Faced with a choice like this, what would you do?

In genetics, we make a virtue of non-directive counselling. The idea is that we give people information that empowers them to make their own choices, rather than telling them what to do. Not everyone I see is comfortable with this model — we are used to getting advice from our doctors, after all — and it’s fairly common, in a difficult situation, for people to ask me, ‘Yes, but what would you do?’ There are good reasons why this information may not be helpful. The choice that is best for a married medical professional in his 50s, who already has adult children, may not be best for a 19-year-old single mother, or a 44-year-old couple who are facing a possible problem in what may be their only pregnancy ever. So I don’t often answer this question directly; but, of course, I always have an opinion.

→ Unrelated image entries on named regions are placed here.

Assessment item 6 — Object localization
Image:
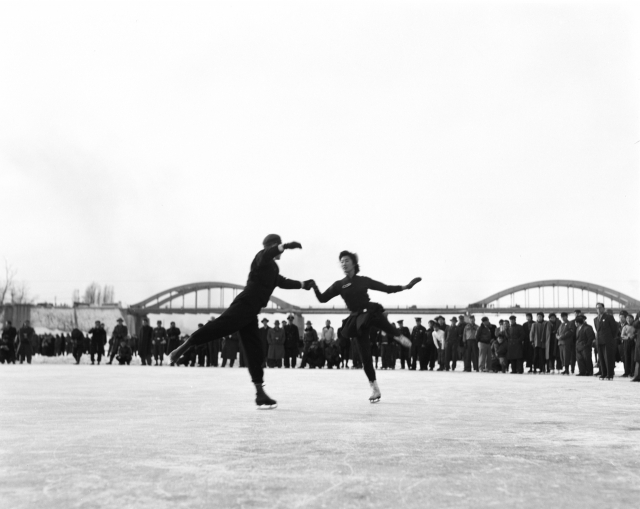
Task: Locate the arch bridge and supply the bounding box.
[469,279,640,312]
[126,279,640,330]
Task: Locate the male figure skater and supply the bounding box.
[169,234,315,409]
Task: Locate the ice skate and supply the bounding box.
[369,380,382,403]
[167,339,191,364]
[393,334,411,348]
[255,384,278,410]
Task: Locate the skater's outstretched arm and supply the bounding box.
[276,275,315,290]
[367,277,422,293]
[258,242,302,265]
[313,281,340,303]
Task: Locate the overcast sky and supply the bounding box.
[0,0,640,312]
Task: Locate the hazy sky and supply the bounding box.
[0,0,640,312]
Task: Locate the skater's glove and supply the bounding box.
[406,277,422,290]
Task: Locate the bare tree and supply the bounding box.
[102,285,115,304]
[11,281,33,304]
[84,281,102,305]
[0,258,18,306]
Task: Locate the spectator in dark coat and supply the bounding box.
[258,318,271,368]
[529,313,551,375]
[222,332,240,368]
[575,315,596,376]
[507,315,525,374]
[267,320,285,368]
[556,312,576,375]
[444,316,465,371]
[476,316,493,372]
[298,321,318,369]
[410,317,427,371]
[284,315,300,368]
[138,318,153,366]
[595,302,618,380]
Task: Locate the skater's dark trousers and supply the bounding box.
[284,346,298,368]
[189,299,265,384]
[577,347,593,376]
[598,341,618,378]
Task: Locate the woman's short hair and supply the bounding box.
[338,250,360,274]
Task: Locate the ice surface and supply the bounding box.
[0,363,640,509]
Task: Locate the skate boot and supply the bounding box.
[166,338,191,364]
[369,380,382,403]
[393,334,411,348]
[255,384,278,410]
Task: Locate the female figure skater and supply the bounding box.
[169,234,311,409]
[311,251,422,403]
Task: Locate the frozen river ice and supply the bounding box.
[0,364,640,509]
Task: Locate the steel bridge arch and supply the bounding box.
[470,279,640,307]
[130,281,300,313]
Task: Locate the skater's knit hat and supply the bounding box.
[262,233,282,247]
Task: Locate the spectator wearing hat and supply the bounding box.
[575,314,596,376]
[89,320,107,364]
[165,322,180,365]
[410,316,427,371]
[631,312,640,382]
[107,318,129,364]
[0,320,18,364]
[594,302,618,380]
[444,316,464,371]
[153,320,168,366]
[284,315,300,368]
[506,315,525,374]
[338,329,352,369]
[545,313,560,374]
[556,312,576,375]
[476,316,493,373]
[620,313,637,378]
[138,317,153,366]
[16,320,36,364]
[431,317,445,371]
[267,320,285,368]
[529,312,551,374]
[298,320,318,369]
[398,320,411,369]
[320,320,336,346]
[221,332,240,368]
[462,315,479,372]
[522,313,535,373]
[169,234,315,409]
[258,318,271,368]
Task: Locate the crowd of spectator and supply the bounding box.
[0,304,640,382]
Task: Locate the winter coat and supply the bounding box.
[506,324,525,360]
[284,324,300,349]
[267,328,285,360]
[462,323,479,342]
[222,332,240,360]
[529,320,551,348]
[576,323,596,352]
[476,324,492,345]
[594,313,618,345]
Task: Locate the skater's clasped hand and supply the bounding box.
[404,277,422,290]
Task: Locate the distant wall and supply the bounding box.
[0,304,127,333]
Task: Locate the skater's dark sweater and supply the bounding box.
[314,275,402,313]
[237,246,302,308]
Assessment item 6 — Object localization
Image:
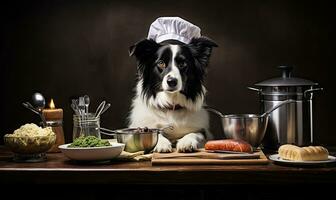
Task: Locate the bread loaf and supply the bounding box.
[278,144,329,161]
[205,139,253,153]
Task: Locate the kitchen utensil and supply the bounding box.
[72,113,101,140]
[95,101,106,117]
[78,97,85,114]
[205,100,295,148]
[32,92,47,127]
[100,126,172,153]
[100,103,111,115]
[84,95,90,113]
[248,66,323,149]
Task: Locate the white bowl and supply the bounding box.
[58,142,125,161]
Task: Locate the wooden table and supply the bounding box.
[0,147,336,185]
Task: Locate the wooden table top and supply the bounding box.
[0,147,336,185]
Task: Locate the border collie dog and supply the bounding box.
[129,37,217,152]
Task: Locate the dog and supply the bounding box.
[129,36,217,152]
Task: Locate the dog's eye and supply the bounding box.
[179,62,187,68]
[157,60,166,69]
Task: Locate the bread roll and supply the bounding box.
[278,144,329,161]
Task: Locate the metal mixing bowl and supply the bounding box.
[100,128,162,153]
[221,114,268,147]
[205,100,295,148]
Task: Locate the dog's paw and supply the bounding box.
[176,134,200,152]
[154,135,173,153]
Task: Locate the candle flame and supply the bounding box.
[49,99,55,109]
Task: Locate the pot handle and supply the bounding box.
[203,106,224,118]
[99,127,117,136]
[247,87,262,93]
[303,88,323,98]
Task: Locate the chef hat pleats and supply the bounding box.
[147,17,201,44]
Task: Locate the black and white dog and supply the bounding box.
[129,37,217,152]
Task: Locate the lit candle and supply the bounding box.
[42,99,63,121]
[42,99,64,152]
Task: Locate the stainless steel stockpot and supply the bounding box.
[249,66,323,149]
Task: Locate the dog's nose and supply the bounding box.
[167,77,177,87]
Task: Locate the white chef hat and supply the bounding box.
[147,17,201,44]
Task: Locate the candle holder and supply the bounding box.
[42,99,64,152]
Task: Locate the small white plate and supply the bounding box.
[269,154,336,165]
[58,142,125,161]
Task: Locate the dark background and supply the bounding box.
[0,0,336,146]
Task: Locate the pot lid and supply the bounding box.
[255,66,318,86]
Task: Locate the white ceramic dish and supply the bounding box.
[58,142,125,161]
[269,154,336,165]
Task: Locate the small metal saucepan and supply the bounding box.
[205,100,295,148]
[100,126,172,153]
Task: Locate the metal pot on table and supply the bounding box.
[249,66,323,149]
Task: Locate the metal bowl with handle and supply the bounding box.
[205,100,295,148]
[100,127,171,153]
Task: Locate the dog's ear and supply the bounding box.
[128,39,160,60]
[188,37,218,67]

Not this time. I have absolutely no idea what I would do in this situation; the choice seems impossible. Accept that my child has a progressive condition that will lead to his death within the next seven or eight years, and focus on giving him as much happiness as possible in his short life? Or take a chance on a treatment that will certainly cause short-term suffering, might kill him outright, might cause serious, lasting side effects, is unlikely to completely save his brain from the effects of the disease, and will leave him with a lifetime of serious, painful bone and joint problems?

Ethan’s parents made one choice, Angelo’s made the other.

Whose parents made the right choice? Both. Neither. I don’t think there is an objective right or wrong here.

Fortunately, dilemmas like this are rare, but it’s not unusual that a treatment for a genetic condition is only partially effective, changing one condition into another, and, especially, changing a life-shortening condition into a long-term disability. We are getting better at it, and there are already many conditions for which there are specific, targeted treatments. Most of these don’t work directly at the level of the gene, but tackle some aspect of the condition’s biology — aiming to restore balance to some system within the cell, or in the body as a whole. Your body can’t process X and it builds up, causing you harm. So we give you a medication that stops your cells from making any X, and perhaps put you on a low-X diet as well. Your body can’t make Y, so we give you supplements of Y. That sort of thing.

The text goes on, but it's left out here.